As they said their goodbyes in the hallway, Gretchen became suddenly serious and confiding.

“You’ve been so thoughtful to Margaret and I know she likes you very much . . .”

“Oh, it was nothing, really,” said Jean, wanting no reminders of the rabbit. “Buying a pet is easy. The hard work of caring for it will be all yours.”

“Well, I’d like to think you would be a friend to Margaret. If anything happened to me. I’d be glad to think you would be someone she could turn to.”

“Why should anything happen to you?” Jean asked, alarmed by the dark tone of this conversation. “You’re not ill, are you?”

“No, no, of course not,” Gretchen laughed. “Look at me!” She flapped her arms and made a little jump on the spot as if that somehow demonstrated rude health.

“Why do you say that, then?” Jean insisted. “Did something come up in the blood tests to make you concerned?”

“No, not at all. I promise. I was just thinking that it’s a shame Margaret doesn’t have any aunts or godmothers and that you seem to understand her so well. That’s all.”

“Of course, I’ve become very fond of Margaret and I’d be very happy to be a . . . special friend to her,” said Jean, flattered but still uneasy.

“I think you’d be a good influence—someone she could look up to and respect. Girls don’t always like to take advice from their mothers. And perhaps mothers don’t always give the best advice.”

Touched by this sudden acceleration in their friendship, Jean found herself tongue-tied. The idea of spending more time with Margaret, becoming perhaps a secular godparent, or unofficial “auntie,” who might be permitted to take her on outings and spoil her, was everything she could have hoped for.

Mistaking her hesitation for reluctance, Gretchen said, “Perhaps I’m asking too much, too soon.”

“Oh, not at all,” Jean stammered. “I was just thinking, perhaps, with your permission, I could take her out now and then, to museums or concerts, if she was interested in that sort of thing.”

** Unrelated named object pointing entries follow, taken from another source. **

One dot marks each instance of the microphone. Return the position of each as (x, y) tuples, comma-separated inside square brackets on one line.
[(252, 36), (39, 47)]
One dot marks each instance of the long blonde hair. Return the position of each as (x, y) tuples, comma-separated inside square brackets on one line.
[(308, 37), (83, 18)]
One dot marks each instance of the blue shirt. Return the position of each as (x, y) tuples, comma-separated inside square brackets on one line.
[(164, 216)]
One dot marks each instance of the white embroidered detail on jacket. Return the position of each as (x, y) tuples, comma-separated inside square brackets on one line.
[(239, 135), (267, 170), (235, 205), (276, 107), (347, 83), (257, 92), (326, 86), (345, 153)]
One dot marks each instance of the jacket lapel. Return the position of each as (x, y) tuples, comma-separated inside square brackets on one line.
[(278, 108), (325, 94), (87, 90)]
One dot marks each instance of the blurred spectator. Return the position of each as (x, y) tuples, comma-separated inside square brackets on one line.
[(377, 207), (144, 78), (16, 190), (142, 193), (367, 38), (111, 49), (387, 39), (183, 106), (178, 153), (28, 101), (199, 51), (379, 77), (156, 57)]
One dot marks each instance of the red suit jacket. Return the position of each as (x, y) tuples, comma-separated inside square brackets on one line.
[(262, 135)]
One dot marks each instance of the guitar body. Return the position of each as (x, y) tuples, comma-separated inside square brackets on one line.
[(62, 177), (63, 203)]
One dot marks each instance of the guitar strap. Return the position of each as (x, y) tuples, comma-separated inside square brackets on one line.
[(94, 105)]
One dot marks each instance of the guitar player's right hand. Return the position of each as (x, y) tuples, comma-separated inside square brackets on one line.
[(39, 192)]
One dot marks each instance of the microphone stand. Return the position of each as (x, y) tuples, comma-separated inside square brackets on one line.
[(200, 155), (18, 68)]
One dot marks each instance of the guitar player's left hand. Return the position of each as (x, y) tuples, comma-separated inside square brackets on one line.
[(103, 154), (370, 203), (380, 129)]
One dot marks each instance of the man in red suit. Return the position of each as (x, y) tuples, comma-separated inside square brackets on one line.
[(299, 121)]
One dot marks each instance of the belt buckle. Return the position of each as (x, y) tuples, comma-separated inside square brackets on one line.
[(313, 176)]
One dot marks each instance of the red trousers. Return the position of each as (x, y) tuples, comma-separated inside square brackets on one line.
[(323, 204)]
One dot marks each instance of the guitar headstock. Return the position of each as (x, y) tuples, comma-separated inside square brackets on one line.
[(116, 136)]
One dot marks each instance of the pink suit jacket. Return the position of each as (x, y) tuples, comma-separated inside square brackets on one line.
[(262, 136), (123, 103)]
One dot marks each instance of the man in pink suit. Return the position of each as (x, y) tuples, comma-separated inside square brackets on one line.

She remembered her “aunt” Rosa, the rides in taxis and the alarming food and the sense of being singled out for special treatment.

“That would be lovely.”

“I could even take her to the Echo, to see how a newspaper is made.” She warmed to her theme, dismissing in her enthusiasm the looming obstacle of her mother, which lay like a boulder across her path. “Perhaps not the paper,” she conceded, remembering the lively language of Bill and Larry and the subs. “But if you and Howard ever need a babysitter so that you could go out together sometime, then I could do that, too.”

Gretchen smiled. “All of those things,” she said. “I think it’s a wonderful idea.”

14

“You seem cheerful lately,” said Roy Drake as Jean swept into the editorial meeting, early for once, and deposited her pile of papers on the desk. “Is anything the matter?”

“Very funny.”

“You have a spring in your step. And a new dress, if I’m not mistaken.”

They were the first to arrive and had the room to themselves; otherwise he would not have commented.

Jean gave a model’s twirl. “Thank you for noticing. It’s couture, you know. Not off the rack.”

He raised his eyebrows.

“Mrs. Tilbury made it for me. She’s an expert needlewoman as well as a Virgin Mother.”

“Hmm. Accepting gifts from sources. That’ll have to go before the board.”

She laughed.

“Very smart, anyway.”

“It’s amazing the difference it makes when something actually fits.”

Howard had dropped the dress off, wrapped in tissue paper, while Jean was still at work.

“That man came round with a parcel for you.” Her mother had described the incident with a slight pursing of the lips, but she had relented when she saw the workmanship. It was so beautifully made—not a raw edge to be seen, French binding on every seam—you could have worn it inside out. “You’ll be wanting to save it for best,” she remarked.